= Range of motion =

Linear or angular distance that an object can move while attached to another

Range of motion (or ROM) is the linear or angular distance that a moving object may normally travel while properly attached to another.

In biomechanics and strength training, ROM refers to the angular distance and direction a joint can move between the flexed position and the extended position. The act of attempting to increase this distance through therapeutic exercises (range of motion therapy—stretching from flexion to extension for physiological gain) is also sometimes called range of motion.

In mechanical engineering, it is (also called range of travel or ROT) used particularly when talking about mechanical devices, such as a sound volume control knob.

==In biomechanics==
===Measuring range of motion===
Each specific joint has a normal range of motion that is expressed in degrees. The reference values for the normal ROM in individuals differ slightly depending on age and sex. For example, as an individual ages, they typically lose a small amount of ROM.

Analog and traditional devices to measure range of motion in the joints of the body include the goniometer and inclinometer which use a stationary arm, protractor, fulcrum, and movement arm to measure angle from axis of the joint. As measurement results will vary by the degree of resistance, two levels of range of motion results are recorded in most cases.

Recent technological advances in 3D motion capture technology allow for the measurement of joints concurrently, which can be used to measure a patient's active range of motion.

===Limited range of motion===
Limited range of motion refers to a joint that has a reduction in its ability to move. The reduced motion may be a problem with the specific joint or it may be caused by injury or diseases such as osteoarthritis, rheumatoid arthritis, or other types of arthritis. Pain, swelling, and stiffness associated with arthritis can limit the range of motion of a particular joint and impair function and the ability to perform usual daily activities.

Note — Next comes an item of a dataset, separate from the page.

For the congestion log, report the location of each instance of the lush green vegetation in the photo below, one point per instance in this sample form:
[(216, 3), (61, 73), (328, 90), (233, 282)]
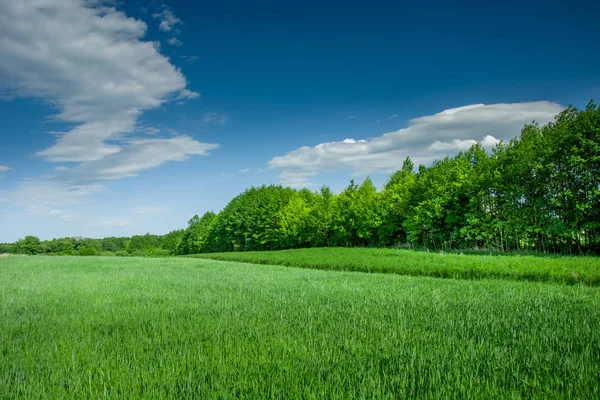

Limited range of motion can affect extension or flexion. If there is limited range of extension, it is called "flexion contracture" or "flexion deformity". If the flexion is deficient, it is called "limited range of flexion" or "limited flexion range".

====Range of motion exercises====
Physical and occupational therapy can help to improve joint function by focusing on range of motion exercises. The goal of these exercises is to gently increase range of motion while decreasing pain, swelling, and stiffness. There are three types of range of motion exercises:
- Passive range of motion (or PROM) – Therapist or equipment moves the joint through the range of motion with no effort from the patient.
- Active assisted range of motion (or AAROM) – Patient uses the muscles surrounding the joint to perform the exercise but requires some help from the therapist or equipment (such as a strap).
- Active range of motion (or AROM) – Patient performs the exercise to move the joint without any assistance to the muscles surrounding the joint.